A separate report showed US import prices dropped 1.8 percent in August from July, the biggest drop since January.

Most economists still expect the Fed to raise rates this year, as suggested repeatedly by Chair Janet Yellen. However, the probability of a rate hike this month is less than 30 percent according to contracts on the overnight lending rate.

In New York trading at about 3.05pm, the Dow Jones industrial average rose 0.5 percent, the Standard & Poor’s 500 Index advanced 0.8 percent, while the Nasdaq Composite Index climbed 1.1 percent. Shares pared earlier gains in afternoon trading.

"Volatility is here to stay for the rest of the fourth quarter because even if the Fed doesn't raise rates next week, it is signalling that there is weakness in the economy," Mohannad Aama, managing director at Beam Capital Management in New York, told Reuters.

Gains in shares of Apple and those of Pfizer, last up 2.3 percent and 2.1 percent respectively, led the Dow higher.
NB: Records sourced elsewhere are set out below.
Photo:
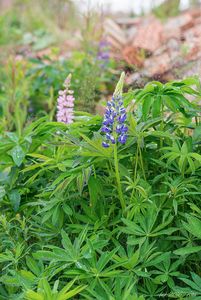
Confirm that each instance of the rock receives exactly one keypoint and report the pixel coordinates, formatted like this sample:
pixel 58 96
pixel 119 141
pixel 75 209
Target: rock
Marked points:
pixel 149 35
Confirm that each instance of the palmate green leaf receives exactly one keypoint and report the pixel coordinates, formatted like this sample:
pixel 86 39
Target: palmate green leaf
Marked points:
pixel 17 154
pixel 187 250
pixel 15 198
pixel 193 226
pixel 96 147
pixel 146 106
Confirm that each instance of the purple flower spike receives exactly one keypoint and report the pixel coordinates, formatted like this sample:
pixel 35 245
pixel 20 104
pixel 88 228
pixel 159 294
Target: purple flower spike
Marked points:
pixel 122 139
pixel 114 120
pixel 105 145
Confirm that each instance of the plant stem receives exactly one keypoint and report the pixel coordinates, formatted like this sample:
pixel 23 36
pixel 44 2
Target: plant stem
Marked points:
pixel 116 165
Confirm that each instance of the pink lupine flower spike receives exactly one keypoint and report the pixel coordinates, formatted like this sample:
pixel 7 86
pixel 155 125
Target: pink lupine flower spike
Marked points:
pixel 65 103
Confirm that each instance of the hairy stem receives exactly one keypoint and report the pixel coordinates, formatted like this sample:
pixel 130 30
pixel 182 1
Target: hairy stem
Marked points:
pixel 116 165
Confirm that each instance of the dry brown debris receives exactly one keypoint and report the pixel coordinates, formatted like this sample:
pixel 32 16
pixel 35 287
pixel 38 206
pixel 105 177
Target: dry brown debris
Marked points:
pixel 157 48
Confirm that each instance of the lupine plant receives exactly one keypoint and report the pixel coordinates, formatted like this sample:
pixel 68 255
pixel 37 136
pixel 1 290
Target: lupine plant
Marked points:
pixel 65 103
pixel 110 207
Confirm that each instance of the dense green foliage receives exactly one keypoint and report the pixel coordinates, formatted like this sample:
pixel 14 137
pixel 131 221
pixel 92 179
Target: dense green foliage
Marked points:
pixel 63 231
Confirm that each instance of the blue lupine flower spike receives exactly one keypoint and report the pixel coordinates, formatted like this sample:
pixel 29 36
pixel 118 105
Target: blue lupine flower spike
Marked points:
pixel 114 126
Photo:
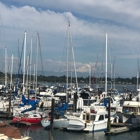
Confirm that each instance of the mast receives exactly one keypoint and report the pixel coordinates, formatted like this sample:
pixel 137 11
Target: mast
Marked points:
pixel 114 73
pixel 68 42
pixel 5 67
pixel 36 61
pixel 11 72
pixel 30 62
pixel 106 66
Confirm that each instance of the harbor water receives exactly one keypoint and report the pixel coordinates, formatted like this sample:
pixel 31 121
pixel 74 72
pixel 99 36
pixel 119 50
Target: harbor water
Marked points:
pixel 37 132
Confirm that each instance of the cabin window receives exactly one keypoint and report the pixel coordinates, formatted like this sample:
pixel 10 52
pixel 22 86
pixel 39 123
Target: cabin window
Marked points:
pixel 101 117
pixel 84 117
pixel 92 117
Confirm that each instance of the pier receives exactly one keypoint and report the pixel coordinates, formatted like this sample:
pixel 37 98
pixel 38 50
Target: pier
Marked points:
pixel 122 128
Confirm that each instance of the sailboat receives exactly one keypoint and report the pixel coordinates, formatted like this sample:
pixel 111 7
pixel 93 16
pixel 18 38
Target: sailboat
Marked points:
pixel 28 110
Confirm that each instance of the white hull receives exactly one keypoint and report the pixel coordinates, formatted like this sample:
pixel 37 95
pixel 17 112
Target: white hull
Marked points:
pixel 57 123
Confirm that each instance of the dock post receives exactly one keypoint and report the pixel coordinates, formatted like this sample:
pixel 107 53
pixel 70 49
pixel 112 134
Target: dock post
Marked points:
pixel 52 117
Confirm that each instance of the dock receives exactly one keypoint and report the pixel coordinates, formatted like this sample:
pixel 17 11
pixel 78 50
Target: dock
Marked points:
pixel 122 128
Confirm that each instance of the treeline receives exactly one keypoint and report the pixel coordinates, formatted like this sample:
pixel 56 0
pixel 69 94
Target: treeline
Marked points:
pixel 62 79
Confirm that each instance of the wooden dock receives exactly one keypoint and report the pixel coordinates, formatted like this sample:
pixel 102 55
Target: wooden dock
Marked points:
pixel 122 129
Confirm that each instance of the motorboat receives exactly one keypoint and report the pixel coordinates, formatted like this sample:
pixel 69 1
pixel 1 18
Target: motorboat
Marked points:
pixel 91 119
pixel 8 132
pixel 130 112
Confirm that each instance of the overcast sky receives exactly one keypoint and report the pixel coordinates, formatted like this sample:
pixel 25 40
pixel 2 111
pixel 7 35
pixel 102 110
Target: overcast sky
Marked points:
pixel 90 20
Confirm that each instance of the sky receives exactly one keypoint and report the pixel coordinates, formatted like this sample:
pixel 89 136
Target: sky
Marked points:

“We’ve stopped most of the panic about China collapsing and the world falling apart,” said Ben Kumar, a fund manager who helps oversee about US$14 billion at Seven Investment Management in London, told Bloomberg. “The next question we have to deal with is: is global growth strong enough to deal with a Fed rate rise?”

The US Treasury drew solid demand for its US$13 billion auction of 30 year bonds.

Shares of Lululemon Athletica dropped, last trading 16.6 percent lower, after the company posted margins that fell short of expectations.

"You've got inventories that are bloated. You've got margins that are collapsing. And the explanation to all that is less clear," Canaccord Genuity analyst Camilo Lyon told Reuters. "What that leads into is now a disbelief in their ability to recapture the margin levels that they've talked about."

In Europe, the Stoxx 600 Index ended the session with a 1.2 percent decline from the previous close. Germany’s DAX Index slid 0.9 percent, the UK’s FTSE 100 Index fell 1.2 percent, while France’s CAC 40 Index dropped 1.5 percent.